Наткнулся у реки на заброшенное здание и зашел внутрь укрыться от непогоды.
— Вы знаете, где находится этот дом?
— Точно не скажу, где-то по соседству.
— Рядом с коттеджным городком, где живет доктор Скарпетта?
— Да.
— Вы сможете найти тот дом, где вы пережидали непогоду, сэр?
— Он не достроен. Очень большой. Особняк, где пока никто не живет. Я его узнаю.
Бергер обращается ко мне:
— Тот самый, где он предположительно обитает с тех пор, как прибыл в Ричмонд?
Киваю. Знаю этот дом. Думаю, несчастные хозяева теперь вряд ли захотят в нем жить. Шандонне говорит, что прятался в заброшенном особняке дотемна. В тот вечер он решил предпринять вылазку, а чтобы стража на воротах его не увидела, пробирался вдоль реки и проложенных за ней железнодорожных путей. Утверждает, что еще раньше стучался в мою дверь, однако никто не отозвался. Тут Бергер спрашивает меня, когда я в ту ночь вернулась домой. Отвечаю, что после восьми. Закончив работу, заехала в магазин скобяных товаров. Хотела взглянуть на инструменты — меня сильно заинтриговали необычные раны, обнаруженные на теле Дианы Брэй, и кровавые отпечатки на матрасе, оставшиеся от инструмента, которым убийца наносил удары. Именно тогда-то я наткнулась на обрубочный молоток и прикупила один для себя, а потом отправилась домой.
Шандонне продолжает: его начали терзать сомнения, приходить ли ко мне.
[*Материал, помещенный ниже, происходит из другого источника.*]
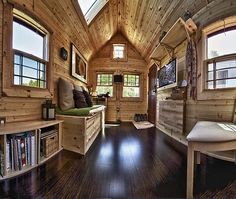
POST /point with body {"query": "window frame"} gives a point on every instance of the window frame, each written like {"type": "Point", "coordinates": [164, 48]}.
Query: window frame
{"type": "Point", "coordinates": [8, 87]}
{"type": "Point", "coordinates": [112, 85]}
{"type": "Point", "coordinates": [141, 79]}
{"type": "Point", "coordinates": [203, 93]}
{"type": "Point", "coordinates": [125, 52]}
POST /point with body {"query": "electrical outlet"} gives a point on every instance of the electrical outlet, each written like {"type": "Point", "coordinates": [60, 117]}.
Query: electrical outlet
{"type": "Point", "coordinates": [2, 120]}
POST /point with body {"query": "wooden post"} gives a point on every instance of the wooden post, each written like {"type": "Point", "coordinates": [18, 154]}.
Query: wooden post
{"type": "Point", "coordinates": [190, 170]}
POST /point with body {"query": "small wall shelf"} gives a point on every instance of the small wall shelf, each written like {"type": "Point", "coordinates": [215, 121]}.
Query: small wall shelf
{"type": "Point", "coordinates": [20, 145]}
{"type": "Point", "coordinates": [175, 36]}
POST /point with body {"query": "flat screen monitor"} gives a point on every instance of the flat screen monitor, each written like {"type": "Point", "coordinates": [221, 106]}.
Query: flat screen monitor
{"type": "Point", "coordinates": [167, 76]}
{"type": "Point", "coordinates": [118, 78]}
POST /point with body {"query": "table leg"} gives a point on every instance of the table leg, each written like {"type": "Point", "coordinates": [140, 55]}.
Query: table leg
{"type": "Point", "coordinates": [198, 161]}
{"type": "Point", "coordinates": [190, 170]}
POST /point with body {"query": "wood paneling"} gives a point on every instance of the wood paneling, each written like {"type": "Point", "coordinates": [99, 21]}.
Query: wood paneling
{"type": "Point", "coordinates": [119, 108]}
{"type": "Point", "coordinates": [63, 22]}
{"type": "Point", "coordinates": [172, 115]}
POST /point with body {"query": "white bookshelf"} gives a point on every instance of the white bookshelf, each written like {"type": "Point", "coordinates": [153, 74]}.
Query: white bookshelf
{"type": "Point", "coordinates": [31, 129]}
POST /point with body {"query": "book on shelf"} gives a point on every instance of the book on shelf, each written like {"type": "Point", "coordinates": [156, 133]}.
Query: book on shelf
{"type": "Point", "coordinates": [21, 151]}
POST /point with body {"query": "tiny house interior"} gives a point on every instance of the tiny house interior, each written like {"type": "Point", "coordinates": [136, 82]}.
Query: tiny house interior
{"type": "Point", "coordinates": [117, 99]}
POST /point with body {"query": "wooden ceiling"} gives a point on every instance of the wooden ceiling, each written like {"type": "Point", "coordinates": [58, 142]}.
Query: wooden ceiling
{"type": "Point", "coordinates": [140, 21]}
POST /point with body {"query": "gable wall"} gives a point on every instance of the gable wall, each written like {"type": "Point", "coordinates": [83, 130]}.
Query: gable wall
{"type": "Point", "coordinates": [65, 30]}
{"type": "Point", "coordinates": [102, 62]}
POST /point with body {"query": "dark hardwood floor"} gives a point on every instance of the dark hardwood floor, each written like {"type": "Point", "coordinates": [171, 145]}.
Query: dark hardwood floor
{"type": "Point", "coordinates": [123, 163]}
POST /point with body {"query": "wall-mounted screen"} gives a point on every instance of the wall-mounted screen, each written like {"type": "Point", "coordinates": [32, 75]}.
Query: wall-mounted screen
{"type": "Point", "coordinates": [167, 76]}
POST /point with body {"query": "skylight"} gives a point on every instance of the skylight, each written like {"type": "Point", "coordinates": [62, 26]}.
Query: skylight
{"type": "Point", "coordinates": [91, 8]}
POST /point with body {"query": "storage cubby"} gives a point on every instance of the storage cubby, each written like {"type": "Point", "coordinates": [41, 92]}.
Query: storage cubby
{"type": "Point", "coordinates": [48, 142]}
{"type": "Point", "coordinates": [21, 144]}
{"type": "Point", "coordinates": [21, 151]}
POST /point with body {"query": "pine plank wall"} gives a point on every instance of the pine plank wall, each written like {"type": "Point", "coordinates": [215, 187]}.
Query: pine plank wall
{"type": "Point", "coordinates": [64, 32]}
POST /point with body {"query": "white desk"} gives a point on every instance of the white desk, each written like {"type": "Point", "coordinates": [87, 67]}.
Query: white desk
{"type": "Point", "coordinates": [208, 136]}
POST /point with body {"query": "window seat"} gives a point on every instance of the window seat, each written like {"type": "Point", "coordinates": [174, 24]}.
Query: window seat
{"type": "Point", "coordinates": [80, 111]}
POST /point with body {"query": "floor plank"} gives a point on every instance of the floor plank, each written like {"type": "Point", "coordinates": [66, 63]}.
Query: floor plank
{"type": "Point", "coordinates": [123, 163]}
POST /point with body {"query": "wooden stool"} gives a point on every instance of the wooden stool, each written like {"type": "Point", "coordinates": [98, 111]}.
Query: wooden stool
{"type": "Point", "coordinates": [208, 136]}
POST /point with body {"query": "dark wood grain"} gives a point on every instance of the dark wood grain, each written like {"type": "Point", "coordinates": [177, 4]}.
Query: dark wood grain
{"type": "Point", "coordinates": [123, 163]}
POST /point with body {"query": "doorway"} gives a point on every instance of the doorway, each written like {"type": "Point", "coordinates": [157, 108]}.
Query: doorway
{"type": "Point", "coordinates": [152, 99]}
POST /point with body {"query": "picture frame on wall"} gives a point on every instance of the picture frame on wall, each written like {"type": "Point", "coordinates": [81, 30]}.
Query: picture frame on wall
{"type": "Point", "coordinates": [79, 66]}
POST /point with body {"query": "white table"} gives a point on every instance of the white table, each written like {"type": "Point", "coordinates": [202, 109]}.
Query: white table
{"type": "Point", "coordinates": [208, 136]}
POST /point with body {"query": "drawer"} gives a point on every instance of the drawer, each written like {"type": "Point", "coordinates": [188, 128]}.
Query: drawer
{"type": "Point", "coordinates": [92, 120]}
{"type": "Point", "coordinates": [96, 125]}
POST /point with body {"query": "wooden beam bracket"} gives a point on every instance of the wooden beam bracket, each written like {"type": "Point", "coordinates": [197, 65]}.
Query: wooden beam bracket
{"type": "Point", "coordinates": [169, 50]}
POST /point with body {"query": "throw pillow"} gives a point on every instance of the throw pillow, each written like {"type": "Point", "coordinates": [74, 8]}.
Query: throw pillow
{"type": "Point", "coordinates": [80, 101]}
{"type": "Point", "coordinates": [88, 98]}
{"type": "Point", "coordinates": [65, 93]}
{"type": "Point", "coordinates": [78, 88]}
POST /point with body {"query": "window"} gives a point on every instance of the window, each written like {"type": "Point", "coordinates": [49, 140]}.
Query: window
{"type": "Point", "coordinates": [104, 84]}
{"type": "Point", "coordinates": [30, 52]}
{"type": "Point", "coordinates": [221, 62]}
{"type": "Point", "coordinates": [131, 86]}
{"type": "Point", "coordinates": [221, 42]}
{"type": "Point", "coordinates": [119, 51]}
{"type": "Point", "coordinates": [91, 8]}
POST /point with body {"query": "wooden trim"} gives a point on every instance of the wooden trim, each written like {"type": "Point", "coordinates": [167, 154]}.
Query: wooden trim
{"type": "Point", "coordinates": [125, 59]}
{"type": "Point", "coordinates": [9, 89]}
{"type": "Point", "coordinates": [141, 86]}
{"type": "Point", "coordinates": [202, 92]}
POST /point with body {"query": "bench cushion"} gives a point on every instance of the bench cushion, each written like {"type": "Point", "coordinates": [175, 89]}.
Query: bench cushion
{"type": "Point", "coordinates": [80, 111]}
{"type": "Point", "coordinates": [205, 131]}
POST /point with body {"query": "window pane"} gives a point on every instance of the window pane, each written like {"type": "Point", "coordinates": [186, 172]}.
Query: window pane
{"type": "Point", "coordinates": [210, 67]}
{"type": "Point", "coordinates": [210, 75]}
{"type": "Point", "coordinates": [17, 59]}
{"type": "Point", "coordinates": [229, 83]}
{"type": "Point", "coordinates": [91, 8]}
{"type": "Point", "coordinates": [29, 72]}
{"type": "Point", "coordinates": [225, 64]}
{"type": "Point", "coordinates": [210, 85]}
{"type": "Point", "coordinates": [118, 50]}
{"type": "Point", "coordinates": [222, 44]}
{"type": "Point", "coordinates": [42, 67]}
{"type": "Point", "coordinates": [29, 75]}
{"type": "Point", "coordinates": [104, 89]}
{"type": "Point", "coordinates": [16, 80]}
{"type": "Point", "coordinates": [104, 79]}
{"type": "Point", "coordinates": [30, 62]}
{"type": "Point", "coordinates": [131, 92]}
{"type": "Point", "coordinates": [42, 76]}
{"type": "Point", "coordinates": [16, 69]}
{"type": "Point", "coordinates": [131, 80]}
{"type": "Point", "coordinates": [42, 84]}
{"type": "Point", "coordinates": [27, 40]}
{"type": "Point", "coordinates": [29, 82]}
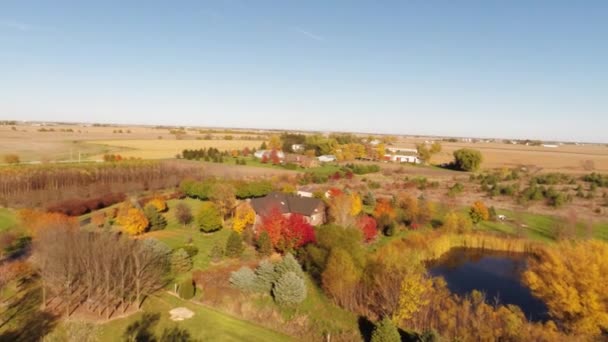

Стало страшно: повсюду сновали полицейские машины. Один раз, когда уже стемнело, он подошел к моему дому и увидел у парадного крыльца две патрульные машины. (Они приехали после того, как Жан-Батист пытался взломать гаражные ворота, чтобы приехала полиция. Он, естественно, утверждает, что к сработавшей сигнализации не имеет никакого отношения. «Это все они — больше некому», — заявляет Шандонне. Между тем дело близилось к полуночи. Разыгралась метель.) Он спрятался за деревьями возле моего дома и ждал там, пока не уехала полиция. Теперь, по его словам, выпал последний шанс повидаться со мной. Он был твердо убежден, что его недруги уже проникли в квартал и тогда пощады мне не ждать. Так что он решился: подошел к двери и постучал.